4. The servers that house your data would be backed up by the storage site, so you wouldn't have to worry about it.
5. Users would have access to all their software anywhere in the world on a computer with internet access, making for the ultimate in portability.
6. Data and software would be stored on highly secured servers, making hacking for personal information much more difficult.
7. Home computers would be cheaper and simpler because they would require less internal hardware to run software locally.

Disadvantages
1. No more sharing software between friends
2. If your internet connection is lost, you have absolutely no access to software or data.
3. Users are at the mercy of the software companies to buy updates to software, since the companies would be able to shut off old versions and require upgrades. There'd be no more holding on to ten-year-old software that still works fine.
4. Users would be required to trust companies with their personal data, assuming it would not be sold, lost or given to investigators. This type of computing is not for the paranoid.
5. Users would be completely subject to all the terms of service of the software companies. How many users follow all the fine print on the installation click-through? I know I don't.

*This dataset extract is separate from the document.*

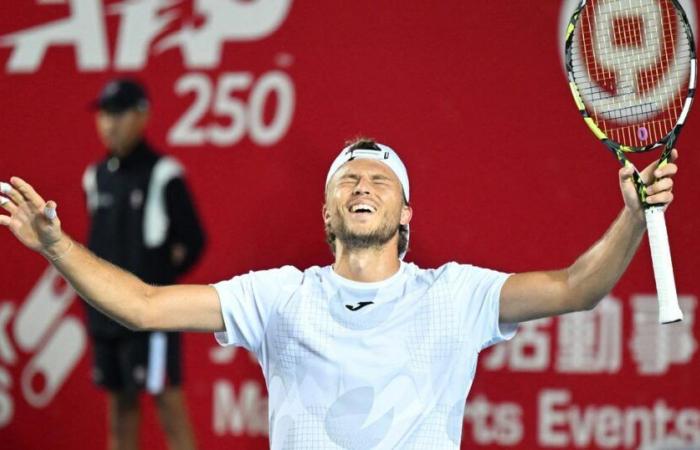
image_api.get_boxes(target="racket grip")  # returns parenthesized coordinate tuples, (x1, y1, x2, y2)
(644, 206, 683, 324)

It's yet to be seen if cloud computing will bring sunshine or storms.

Stephen Bertrand
Assistant Director

1 Comments:

Anonymous librarykris said...

Interesting breakdown thanks. We're in a consortium and one of our partners is going 'cloud'. It would never work for us because of our bandwith and speed issues but they have good connections. It will be interesting to see how it goes and whether our IT departments would consider going that way.